We propose an accurate and robust initialization approach for stereo
visual-inertial SLAM systems. Unlike the current state-of-the-art method, which
heavily relies on the accuracy of a pure visual SLAM system to estimate
inertial variables without updating camera poses, potentially compromising
accuracy and robustness, our approach offers a different solution. We realize
the crucial impact of precise gyroscope bias estimation on rotation accuracy.

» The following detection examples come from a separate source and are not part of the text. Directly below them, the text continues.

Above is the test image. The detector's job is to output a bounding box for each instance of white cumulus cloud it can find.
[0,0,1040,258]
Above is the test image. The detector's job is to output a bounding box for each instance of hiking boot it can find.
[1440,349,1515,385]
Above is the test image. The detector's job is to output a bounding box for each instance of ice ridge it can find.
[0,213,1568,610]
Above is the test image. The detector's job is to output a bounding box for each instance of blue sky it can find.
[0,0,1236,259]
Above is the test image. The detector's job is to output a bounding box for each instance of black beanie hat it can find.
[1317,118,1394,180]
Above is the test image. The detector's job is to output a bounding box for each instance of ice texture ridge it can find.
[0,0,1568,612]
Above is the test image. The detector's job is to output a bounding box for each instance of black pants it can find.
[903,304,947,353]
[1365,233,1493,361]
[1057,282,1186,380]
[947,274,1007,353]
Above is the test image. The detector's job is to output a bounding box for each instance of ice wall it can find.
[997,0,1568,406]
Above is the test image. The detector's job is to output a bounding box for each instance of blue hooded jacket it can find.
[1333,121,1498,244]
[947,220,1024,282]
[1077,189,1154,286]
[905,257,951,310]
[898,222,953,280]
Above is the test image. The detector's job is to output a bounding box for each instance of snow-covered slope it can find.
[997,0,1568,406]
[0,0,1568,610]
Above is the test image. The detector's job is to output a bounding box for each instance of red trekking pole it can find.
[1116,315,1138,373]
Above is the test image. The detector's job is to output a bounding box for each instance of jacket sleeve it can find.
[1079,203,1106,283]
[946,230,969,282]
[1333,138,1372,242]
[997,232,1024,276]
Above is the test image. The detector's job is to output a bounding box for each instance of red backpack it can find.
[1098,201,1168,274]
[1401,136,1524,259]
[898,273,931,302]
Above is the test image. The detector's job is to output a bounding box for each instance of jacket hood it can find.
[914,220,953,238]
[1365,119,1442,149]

This, in turn, affects trajectory accuracy due to the accumulation of
translation errors. To address this, we first independently estimate the
gyroscope bias and use it to formulate a maximum a posteriori problem for
further refinement. After this refinement, we proceed to update the rotation
estimation by performing IMU integration with gyroscope bias removed from
gyroscope measurements. We then leverage robust and accurate rotation estimates
to enhance translation estimation via 3-DoF bundle adjustment. Moreover, we
introduce a novel approach for determining the success of the initialization by
evaluating the residual of the normal epipolar constraint. Extensive
evaluations on the EuRoC dataset illustrate that our method excels in accuracy
and robustness. It outperforms ORB-SLAM3, the current leading stereo
visual-inertial initialization method, in terms of absolute trajectory error
and relative rotation error, while maintaining competitive computational speed.
Notably, even with 5 keyframes for initialization, our method consistently
surpasses the state-of-the-art approach using 10 keyframes in rotation
accuracy